The complete system prompt behind Claude Code, Anthropic's command-line AI coding agent, has been published as a public GitHub gist - and it's a fascinating look at how a production AI coding tool actually thinks.
The prompt runs over 4,000 words of structured instructions covering everything from file editing rules to security boundaries. A few details stand out. Claude Code runs on Opus 4.6 with a 1 million token context window (roughly 2,500 pages of text). It uses a file-based persistent memory system stored at ~/.claude/projects/, letting it carry context about you and your codebase across sessions. When conversations get long, the system automatically compresses older messages rather than losing them.
The coding philosophy baked into the prompt is opinionated in ways that experienced developers will appreciate. "Three similar lines of code is better than a premature abstraction." Don't add docstrings to code you didn't change.
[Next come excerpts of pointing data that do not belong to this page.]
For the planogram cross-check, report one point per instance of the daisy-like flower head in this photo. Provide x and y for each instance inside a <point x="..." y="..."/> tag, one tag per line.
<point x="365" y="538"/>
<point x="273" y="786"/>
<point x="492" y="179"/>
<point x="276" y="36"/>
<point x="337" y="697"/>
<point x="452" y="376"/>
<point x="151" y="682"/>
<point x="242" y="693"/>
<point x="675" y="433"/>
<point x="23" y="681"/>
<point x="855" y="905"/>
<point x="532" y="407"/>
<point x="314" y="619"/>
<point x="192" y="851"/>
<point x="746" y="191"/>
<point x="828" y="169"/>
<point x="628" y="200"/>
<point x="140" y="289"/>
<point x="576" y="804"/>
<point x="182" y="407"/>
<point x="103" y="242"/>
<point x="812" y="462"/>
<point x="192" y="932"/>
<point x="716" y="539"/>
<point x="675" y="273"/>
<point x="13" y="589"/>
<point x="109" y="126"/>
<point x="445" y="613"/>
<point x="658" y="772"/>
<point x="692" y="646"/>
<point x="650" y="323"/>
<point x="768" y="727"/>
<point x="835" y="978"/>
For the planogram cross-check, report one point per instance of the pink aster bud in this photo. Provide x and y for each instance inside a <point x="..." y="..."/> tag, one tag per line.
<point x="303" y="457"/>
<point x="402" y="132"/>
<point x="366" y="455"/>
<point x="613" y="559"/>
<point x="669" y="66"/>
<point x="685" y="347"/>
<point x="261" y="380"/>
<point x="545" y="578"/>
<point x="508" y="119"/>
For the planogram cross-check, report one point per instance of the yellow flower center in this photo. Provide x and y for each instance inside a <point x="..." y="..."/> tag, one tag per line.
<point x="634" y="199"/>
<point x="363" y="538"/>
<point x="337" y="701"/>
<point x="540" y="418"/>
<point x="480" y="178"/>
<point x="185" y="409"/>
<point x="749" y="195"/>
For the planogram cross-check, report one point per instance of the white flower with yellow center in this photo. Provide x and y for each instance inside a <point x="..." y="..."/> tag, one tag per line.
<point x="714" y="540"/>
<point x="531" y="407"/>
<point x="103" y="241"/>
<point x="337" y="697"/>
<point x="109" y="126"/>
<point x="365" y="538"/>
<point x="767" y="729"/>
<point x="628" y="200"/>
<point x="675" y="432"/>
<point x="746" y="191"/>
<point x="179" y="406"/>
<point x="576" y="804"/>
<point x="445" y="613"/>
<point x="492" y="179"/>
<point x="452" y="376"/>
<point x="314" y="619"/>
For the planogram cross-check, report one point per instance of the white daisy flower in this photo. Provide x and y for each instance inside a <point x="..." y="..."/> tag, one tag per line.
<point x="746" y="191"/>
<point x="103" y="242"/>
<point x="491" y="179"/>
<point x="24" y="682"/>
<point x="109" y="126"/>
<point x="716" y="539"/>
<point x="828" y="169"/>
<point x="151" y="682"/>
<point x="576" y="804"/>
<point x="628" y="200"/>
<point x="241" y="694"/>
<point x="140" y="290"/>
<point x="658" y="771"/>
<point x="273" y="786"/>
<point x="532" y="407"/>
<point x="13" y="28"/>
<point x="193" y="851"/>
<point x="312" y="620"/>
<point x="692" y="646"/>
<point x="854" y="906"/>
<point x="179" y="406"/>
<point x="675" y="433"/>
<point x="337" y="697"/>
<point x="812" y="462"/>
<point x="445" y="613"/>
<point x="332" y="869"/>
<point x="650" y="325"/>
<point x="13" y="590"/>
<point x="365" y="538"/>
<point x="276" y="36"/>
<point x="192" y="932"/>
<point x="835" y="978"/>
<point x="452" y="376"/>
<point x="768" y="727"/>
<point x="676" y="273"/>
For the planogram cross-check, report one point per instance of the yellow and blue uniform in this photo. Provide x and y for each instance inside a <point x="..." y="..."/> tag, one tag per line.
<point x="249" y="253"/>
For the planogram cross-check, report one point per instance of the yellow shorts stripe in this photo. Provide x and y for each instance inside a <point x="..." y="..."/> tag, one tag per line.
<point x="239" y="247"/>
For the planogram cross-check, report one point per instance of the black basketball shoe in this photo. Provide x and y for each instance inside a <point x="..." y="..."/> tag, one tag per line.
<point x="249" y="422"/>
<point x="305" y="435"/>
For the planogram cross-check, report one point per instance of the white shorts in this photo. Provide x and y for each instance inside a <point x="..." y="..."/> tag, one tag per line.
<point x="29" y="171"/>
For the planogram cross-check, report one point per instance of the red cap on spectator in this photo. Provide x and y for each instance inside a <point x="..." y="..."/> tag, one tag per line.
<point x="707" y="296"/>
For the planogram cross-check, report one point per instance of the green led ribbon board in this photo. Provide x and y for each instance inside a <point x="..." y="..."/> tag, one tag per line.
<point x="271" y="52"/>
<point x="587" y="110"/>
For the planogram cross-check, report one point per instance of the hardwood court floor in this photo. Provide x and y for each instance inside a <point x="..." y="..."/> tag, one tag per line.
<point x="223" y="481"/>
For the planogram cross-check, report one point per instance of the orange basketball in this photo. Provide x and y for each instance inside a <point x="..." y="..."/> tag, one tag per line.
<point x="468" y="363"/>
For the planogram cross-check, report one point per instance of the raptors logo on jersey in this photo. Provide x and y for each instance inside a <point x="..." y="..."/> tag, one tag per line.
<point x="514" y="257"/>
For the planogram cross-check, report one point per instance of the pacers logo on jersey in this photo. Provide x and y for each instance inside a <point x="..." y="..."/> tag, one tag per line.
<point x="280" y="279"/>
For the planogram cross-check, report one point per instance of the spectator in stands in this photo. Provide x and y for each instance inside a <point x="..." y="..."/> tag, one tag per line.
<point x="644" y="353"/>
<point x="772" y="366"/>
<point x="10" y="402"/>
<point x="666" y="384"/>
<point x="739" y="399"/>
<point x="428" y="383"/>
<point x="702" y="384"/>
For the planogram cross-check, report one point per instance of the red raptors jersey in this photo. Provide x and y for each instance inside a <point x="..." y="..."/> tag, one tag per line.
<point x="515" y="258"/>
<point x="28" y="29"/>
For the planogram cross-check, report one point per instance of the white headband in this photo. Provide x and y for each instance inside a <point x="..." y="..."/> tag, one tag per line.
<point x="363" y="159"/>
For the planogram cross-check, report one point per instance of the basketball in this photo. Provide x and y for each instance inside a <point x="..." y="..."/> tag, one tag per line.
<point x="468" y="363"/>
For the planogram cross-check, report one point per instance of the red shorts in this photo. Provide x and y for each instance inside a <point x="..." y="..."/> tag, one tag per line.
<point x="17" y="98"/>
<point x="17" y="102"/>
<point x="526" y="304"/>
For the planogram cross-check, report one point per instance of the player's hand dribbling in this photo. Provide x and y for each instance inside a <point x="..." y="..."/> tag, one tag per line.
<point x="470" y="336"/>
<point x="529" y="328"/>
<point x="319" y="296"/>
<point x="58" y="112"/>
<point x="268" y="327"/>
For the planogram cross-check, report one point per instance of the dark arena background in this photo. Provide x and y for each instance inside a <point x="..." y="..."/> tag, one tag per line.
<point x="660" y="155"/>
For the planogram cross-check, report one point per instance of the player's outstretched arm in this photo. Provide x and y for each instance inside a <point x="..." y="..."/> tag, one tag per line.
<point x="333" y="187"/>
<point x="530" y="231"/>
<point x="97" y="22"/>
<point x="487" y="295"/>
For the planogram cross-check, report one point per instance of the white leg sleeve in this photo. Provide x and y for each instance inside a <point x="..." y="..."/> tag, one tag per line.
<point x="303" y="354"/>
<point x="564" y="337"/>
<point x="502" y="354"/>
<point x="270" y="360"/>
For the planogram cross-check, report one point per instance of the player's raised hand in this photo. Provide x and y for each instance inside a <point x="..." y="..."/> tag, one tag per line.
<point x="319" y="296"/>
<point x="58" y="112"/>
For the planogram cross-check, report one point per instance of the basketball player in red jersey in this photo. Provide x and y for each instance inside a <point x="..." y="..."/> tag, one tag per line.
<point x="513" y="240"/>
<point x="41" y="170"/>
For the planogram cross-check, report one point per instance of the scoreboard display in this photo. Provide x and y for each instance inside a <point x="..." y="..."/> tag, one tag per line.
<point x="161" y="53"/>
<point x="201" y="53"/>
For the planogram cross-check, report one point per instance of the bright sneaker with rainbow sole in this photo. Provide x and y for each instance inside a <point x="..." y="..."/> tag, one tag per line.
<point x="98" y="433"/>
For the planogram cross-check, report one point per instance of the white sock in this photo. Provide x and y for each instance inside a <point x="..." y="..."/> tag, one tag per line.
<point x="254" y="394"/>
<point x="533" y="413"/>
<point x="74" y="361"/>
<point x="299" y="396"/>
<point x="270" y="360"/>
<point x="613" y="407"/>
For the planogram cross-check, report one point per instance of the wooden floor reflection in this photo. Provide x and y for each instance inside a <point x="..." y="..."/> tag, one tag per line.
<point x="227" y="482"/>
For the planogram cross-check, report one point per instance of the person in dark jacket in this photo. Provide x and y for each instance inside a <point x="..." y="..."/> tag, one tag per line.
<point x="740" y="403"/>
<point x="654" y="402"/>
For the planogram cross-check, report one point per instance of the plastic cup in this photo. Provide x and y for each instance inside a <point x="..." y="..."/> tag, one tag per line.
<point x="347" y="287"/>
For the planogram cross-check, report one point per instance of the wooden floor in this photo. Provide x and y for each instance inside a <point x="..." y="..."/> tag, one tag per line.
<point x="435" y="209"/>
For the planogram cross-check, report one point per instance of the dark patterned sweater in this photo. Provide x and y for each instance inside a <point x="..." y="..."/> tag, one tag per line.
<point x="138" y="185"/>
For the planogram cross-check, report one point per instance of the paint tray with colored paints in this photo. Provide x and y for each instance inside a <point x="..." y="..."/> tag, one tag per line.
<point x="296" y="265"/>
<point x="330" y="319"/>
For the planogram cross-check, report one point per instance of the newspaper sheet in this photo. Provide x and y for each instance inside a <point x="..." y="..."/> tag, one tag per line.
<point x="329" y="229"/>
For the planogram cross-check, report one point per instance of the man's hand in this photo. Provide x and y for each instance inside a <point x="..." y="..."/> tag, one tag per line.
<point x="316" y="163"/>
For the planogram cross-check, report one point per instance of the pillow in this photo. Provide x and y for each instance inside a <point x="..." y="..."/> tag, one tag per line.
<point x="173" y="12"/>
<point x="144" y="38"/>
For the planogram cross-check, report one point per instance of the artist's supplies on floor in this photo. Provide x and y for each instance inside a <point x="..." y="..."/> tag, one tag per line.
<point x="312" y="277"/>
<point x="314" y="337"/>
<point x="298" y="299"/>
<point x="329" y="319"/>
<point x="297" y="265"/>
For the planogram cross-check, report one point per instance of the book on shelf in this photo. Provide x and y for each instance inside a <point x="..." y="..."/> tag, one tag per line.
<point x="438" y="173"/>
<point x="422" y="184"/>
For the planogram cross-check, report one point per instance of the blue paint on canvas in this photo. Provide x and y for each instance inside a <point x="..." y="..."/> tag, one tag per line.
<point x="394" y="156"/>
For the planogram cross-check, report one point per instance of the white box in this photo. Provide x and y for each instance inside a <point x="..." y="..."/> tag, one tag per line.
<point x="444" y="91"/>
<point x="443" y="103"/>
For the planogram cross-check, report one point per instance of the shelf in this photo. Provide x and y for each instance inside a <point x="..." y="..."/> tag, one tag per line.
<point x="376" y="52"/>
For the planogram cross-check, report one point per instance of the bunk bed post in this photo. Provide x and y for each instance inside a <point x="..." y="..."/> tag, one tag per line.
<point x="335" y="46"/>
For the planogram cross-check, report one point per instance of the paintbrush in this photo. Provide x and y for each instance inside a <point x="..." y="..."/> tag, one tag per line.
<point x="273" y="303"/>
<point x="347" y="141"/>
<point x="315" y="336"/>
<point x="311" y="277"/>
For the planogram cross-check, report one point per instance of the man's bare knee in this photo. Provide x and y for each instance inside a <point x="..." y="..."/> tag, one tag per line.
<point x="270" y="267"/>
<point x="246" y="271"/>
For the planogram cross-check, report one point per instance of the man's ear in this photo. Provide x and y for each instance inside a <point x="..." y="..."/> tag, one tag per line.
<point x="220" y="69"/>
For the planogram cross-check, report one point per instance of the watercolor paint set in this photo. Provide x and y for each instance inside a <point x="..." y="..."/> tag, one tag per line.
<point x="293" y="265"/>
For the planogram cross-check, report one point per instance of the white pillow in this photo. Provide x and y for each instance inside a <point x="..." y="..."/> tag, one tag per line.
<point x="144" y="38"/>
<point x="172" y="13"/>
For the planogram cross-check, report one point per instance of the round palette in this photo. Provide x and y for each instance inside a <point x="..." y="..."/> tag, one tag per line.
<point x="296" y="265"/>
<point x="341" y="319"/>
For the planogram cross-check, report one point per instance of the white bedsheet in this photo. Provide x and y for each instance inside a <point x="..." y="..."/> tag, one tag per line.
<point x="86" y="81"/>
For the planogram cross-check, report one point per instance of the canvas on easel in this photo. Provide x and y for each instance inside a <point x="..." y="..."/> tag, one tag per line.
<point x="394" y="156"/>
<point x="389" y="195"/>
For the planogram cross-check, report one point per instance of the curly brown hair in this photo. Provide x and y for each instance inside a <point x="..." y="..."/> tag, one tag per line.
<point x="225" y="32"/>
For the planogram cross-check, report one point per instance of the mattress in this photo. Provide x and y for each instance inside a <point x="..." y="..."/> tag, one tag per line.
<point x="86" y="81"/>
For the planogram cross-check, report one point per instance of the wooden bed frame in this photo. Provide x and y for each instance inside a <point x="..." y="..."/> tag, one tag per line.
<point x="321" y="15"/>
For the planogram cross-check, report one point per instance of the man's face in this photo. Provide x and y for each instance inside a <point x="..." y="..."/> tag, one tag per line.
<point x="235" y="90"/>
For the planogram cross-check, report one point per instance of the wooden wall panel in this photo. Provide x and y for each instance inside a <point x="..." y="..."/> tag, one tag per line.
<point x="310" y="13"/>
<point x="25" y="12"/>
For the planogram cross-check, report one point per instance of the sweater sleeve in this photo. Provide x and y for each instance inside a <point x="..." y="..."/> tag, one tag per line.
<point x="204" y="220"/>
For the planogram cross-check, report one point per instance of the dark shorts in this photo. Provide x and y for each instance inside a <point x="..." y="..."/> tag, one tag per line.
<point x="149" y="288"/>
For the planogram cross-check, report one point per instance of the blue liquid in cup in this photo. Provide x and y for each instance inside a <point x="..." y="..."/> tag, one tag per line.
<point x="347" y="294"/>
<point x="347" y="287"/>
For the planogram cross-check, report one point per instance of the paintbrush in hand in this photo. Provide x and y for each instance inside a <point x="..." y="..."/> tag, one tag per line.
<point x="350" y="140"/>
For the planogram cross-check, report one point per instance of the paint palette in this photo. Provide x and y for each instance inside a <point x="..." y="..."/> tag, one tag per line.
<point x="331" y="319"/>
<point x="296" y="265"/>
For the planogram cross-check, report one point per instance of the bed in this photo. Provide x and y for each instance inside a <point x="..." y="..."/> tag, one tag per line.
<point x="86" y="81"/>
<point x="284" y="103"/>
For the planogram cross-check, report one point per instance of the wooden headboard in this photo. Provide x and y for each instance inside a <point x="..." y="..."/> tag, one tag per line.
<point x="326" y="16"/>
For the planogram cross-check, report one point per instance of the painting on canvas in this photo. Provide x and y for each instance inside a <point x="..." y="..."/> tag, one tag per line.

Don't build for hypothetical future requirements. Only validate at system boundaries. These aren't generic AI instructions - they read like a senior engineer's code review checklist.
The safety layer is equally specific. Before any destructive action like git reset --hard or deleting files, Claude Code must check with the user first. It refuses force-pushes to main without explicit permission. It won't skip git hooks. For security work, it requires clear authorization context like a pentest engagement or CTF competition.
None of this is secret, exactly. System prompts for AI tools have been surfacing regularly, and Anthropic hasn't tried to obfuscate this one. But seeing the full instructions in one place gives a clearer picture of what "agentic coding" actually means in practice right now: a tightly scoped set of rules trying to balance capability with the kind of caution you'd want from anything that can run shell commands on your machine.